Sayali on the other hand got a much better mother--- there was no trial and error method with her--I was better equipped to deal with her both physically and mentally.She was a Brat ---and a very wily child as well.She knew exactly which buttons to push and get her own way with her father--me--- I was impervious to her wheedling and there were plenty of arguments and fights!!Daddy was a pushover for both his daughters--but while the older one was never as demanding as the younger one---people in our Condominium thought that Sayali was the favourite one-but they were very wrong.Sudhir had no favourites between his daughters---each relationship is different because the people involved in it were different.Lotta was a diffident child so he was extremely careful and protective about her.Sayali on the other hand was a very confident and adventurous child--and had a tendency to lead--so she shared a more equal relationship with her father.She'd tell him every tiny detail of her day since she was very little--she called it her "Daily Report" and it continued till the day he died!!

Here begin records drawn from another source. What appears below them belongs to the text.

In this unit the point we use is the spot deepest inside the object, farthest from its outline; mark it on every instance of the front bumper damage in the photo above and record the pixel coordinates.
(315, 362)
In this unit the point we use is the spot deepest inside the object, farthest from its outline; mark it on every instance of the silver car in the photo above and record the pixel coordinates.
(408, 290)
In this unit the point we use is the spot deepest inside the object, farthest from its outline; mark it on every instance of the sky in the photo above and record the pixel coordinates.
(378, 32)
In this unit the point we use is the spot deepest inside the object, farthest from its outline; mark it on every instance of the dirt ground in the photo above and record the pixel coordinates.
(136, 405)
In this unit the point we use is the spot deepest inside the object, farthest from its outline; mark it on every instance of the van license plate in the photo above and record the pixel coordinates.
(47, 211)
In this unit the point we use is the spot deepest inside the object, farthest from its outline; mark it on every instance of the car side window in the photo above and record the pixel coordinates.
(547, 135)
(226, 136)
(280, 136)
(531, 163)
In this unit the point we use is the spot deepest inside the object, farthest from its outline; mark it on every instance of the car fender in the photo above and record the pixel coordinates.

With me I'm sorry to say the relationship was that of a Ringmaster and His Lions in a Circus Ring.I cracked the whip and my daughters grumbling and grousing under their breath obeyed my commands!!Lotta actually got the worst of it---both verbally and physically.Because she lacked the guts to rebel she'd give in to my rules--and brood about it later.Sayali would instead try to blackmail me into letting her be--and sometimes her tactics worked--and sometimes not---for it depended on how strong a moral ground I was standing on!!!Today I admit that I could have been a better mother----a much much better one if I had been more understanding and loving than I was.